03 - Preheat a grill or grill pan over medium-high heat. Grill salmon for 3 to 4 minutes per side, or until opaque and just cooked through. Remove from heat and let rest.
04 - In a small bowl, whisk together orange juice, lime juice, olive oil, honey, garlic, Dijon mustard, salt, and pepper until well combined.

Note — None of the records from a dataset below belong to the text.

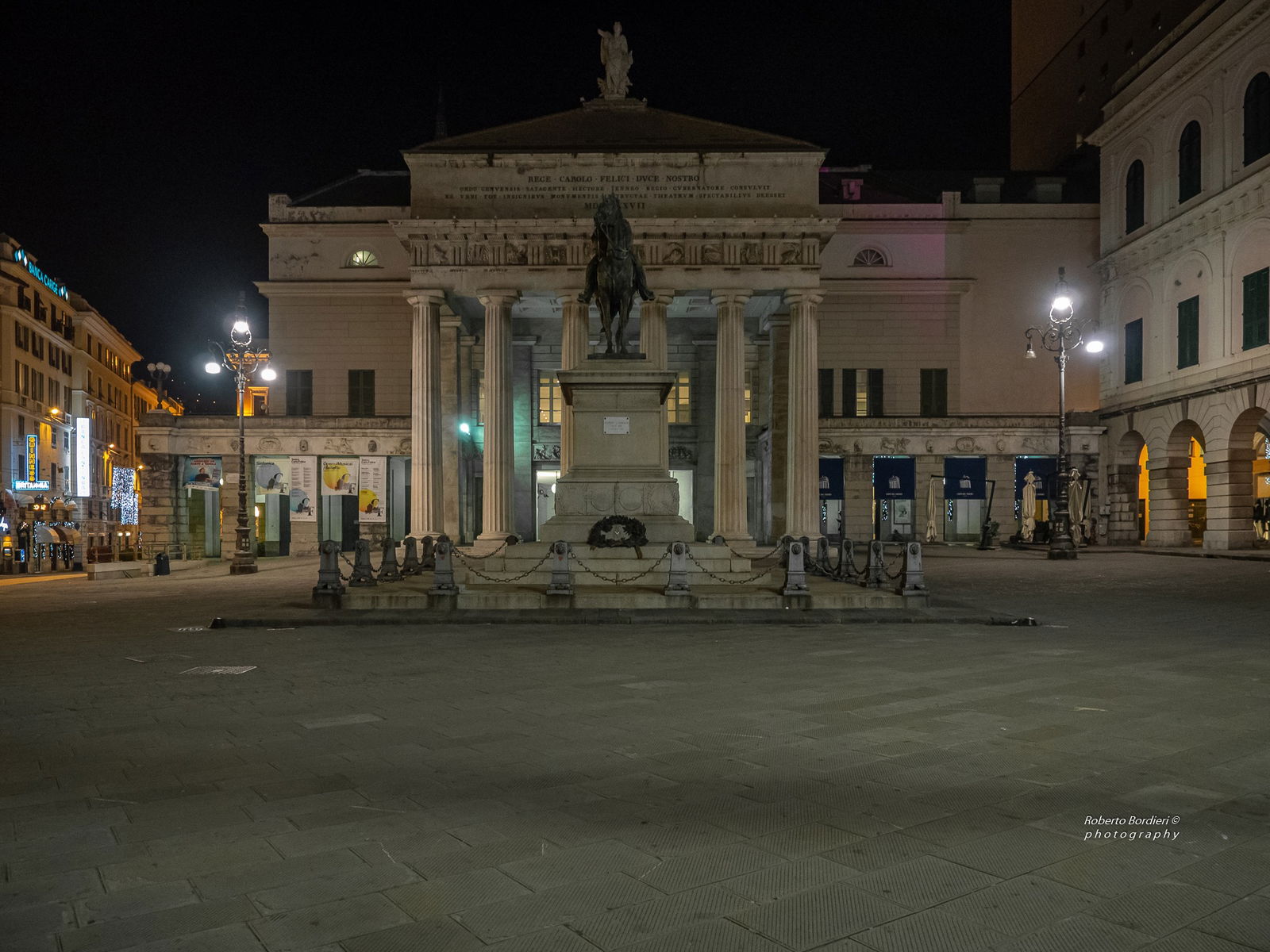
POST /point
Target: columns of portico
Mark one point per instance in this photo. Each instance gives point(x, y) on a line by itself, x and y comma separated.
point(575, 327)
point(730, 518)
point(427, 475)
point(652, 330)
point(803, 469)
point(498, 520)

05 - Divide cooked quinoa among 4 bowls. Top each with grilled salmon, avocado slices, cherry tomatoes, spinach, red onion, pumpkin seeds, and cilantro.
06 - Drizzle citrus dressing over bowls just before serving.

# Top Tips:

01 -
  • Rich in protein and omega-3 fatty acids for a nutrient-packed meal.
  • Gluten-free and pescatarian-friendly, making it suitable for various dietary needs.
  • Fresh and zesty flavors that are satisfying yet light.
02 -
  • Ensure the quinoa is thoroughly rinsed before cooking to remove any bitterness.
  • Let the salmon rest for a few minutes after grilling to keep it juicy.
  • Whisk the dressing thoroughly until the mustard and honey are fully emulsified with the oil.